Biographie
1863–1935
Born in Paris into a bourgeois family, Paul Signac decided aged nineteen to become a painter. Partially autodidact, Signac was first influenced by Impressionism. Aged twenty Signac met Claude Monet, who remained a life-long friend. In 1884, Signac was a founding member of the ‘Société des Artistes Indépendants’ and its first Salon. Signac contributed two paintings, entitled Le Soleil du Pont d’Austerlitz (The Sun at Austerlitz Bridge) and L’Hirondelle au Pont-Royal (The Swallow at Pont Royal). At the time Signac met Georges Seurat, leader of the young Neo-Impressionism painters, whose objective it was to exceed the techniques of Impressionism by furthering the research into the theories of colour. This marked the start of Divisionism, which the contemporary art critics also called Pointillism. Together with the elder Pissarro and Georges Seurat, Signac formed the so-called group of scientific Impressionists, who based their technique on the scientific division of colour. Signac produced his first Divisionism works in 1886: a series of works painted in Les Andelys, a small town in Normandy. With the death of Georges Seurat in 1891, Paul Signac became the leader of Neo-Impressionism.

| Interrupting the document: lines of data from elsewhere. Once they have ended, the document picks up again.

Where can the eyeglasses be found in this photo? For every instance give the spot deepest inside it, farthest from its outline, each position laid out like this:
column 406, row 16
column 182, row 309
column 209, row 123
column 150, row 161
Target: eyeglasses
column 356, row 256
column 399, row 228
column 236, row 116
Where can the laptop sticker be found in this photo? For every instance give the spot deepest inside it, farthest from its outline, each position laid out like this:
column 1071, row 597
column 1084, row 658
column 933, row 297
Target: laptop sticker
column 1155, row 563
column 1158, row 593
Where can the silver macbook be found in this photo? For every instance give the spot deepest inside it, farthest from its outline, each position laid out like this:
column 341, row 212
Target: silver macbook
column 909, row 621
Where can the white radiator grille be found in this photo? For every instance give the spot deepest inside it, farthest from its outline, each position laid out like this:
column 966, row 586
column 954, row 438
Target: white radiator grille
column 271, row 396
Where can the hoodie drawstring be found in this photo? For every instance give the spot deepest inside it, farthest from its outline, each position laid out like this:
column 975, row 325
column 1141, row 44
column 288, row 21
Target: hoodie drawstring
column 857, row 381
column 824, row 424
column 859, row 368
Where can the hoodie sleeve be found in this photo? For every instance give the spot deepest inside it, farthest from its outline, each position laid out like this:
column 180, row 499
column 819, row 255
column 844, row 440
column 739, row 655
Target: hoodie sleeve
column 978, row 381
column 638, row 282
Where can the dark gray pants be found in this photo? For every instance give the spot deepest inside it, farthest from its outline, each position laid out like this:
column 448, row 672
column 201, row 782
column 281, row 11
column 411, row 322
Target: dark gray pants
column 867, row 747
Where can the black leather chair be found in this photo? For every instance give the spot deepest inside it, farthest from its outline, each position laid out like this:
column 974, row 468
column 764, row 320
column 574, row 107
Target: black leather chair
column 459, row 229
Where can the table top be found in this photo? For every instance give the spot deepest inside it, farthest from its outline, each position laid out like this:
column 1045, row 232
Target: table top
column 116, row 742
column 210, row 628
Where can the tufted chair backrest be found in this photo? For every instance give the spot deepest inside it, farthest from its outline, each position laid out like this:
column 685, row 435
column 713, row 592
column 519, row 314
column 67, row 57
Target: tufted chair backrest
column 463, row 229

Signac discovered the charming fishing village of Saint-Tropez in 1892, where he acquired a property in 1897. Signac painted an equal amount of landscapes in the South of France than in Paris on the banks of the Seine. Less dogmatic and scientific than Georges Seurat, Signac was very much involved with the next generation of painters.
In 1899, Signac published his famous essay D’Eugène Delacroix au Néo-Impressionnisme in which he explained the history of the colour theories and the division of primary colours, establishing Delacroix as the father of all colourists. In 1908, Signac became the president of the ‘Société des Artistes Indépendants’ and had a decisive influence on the young Fauve painters Henri Matisse and André Derain. Signac never stopped championing their work, even whilst they were experimenting with Cubism. Signac passed away aged seventy-one in 1935.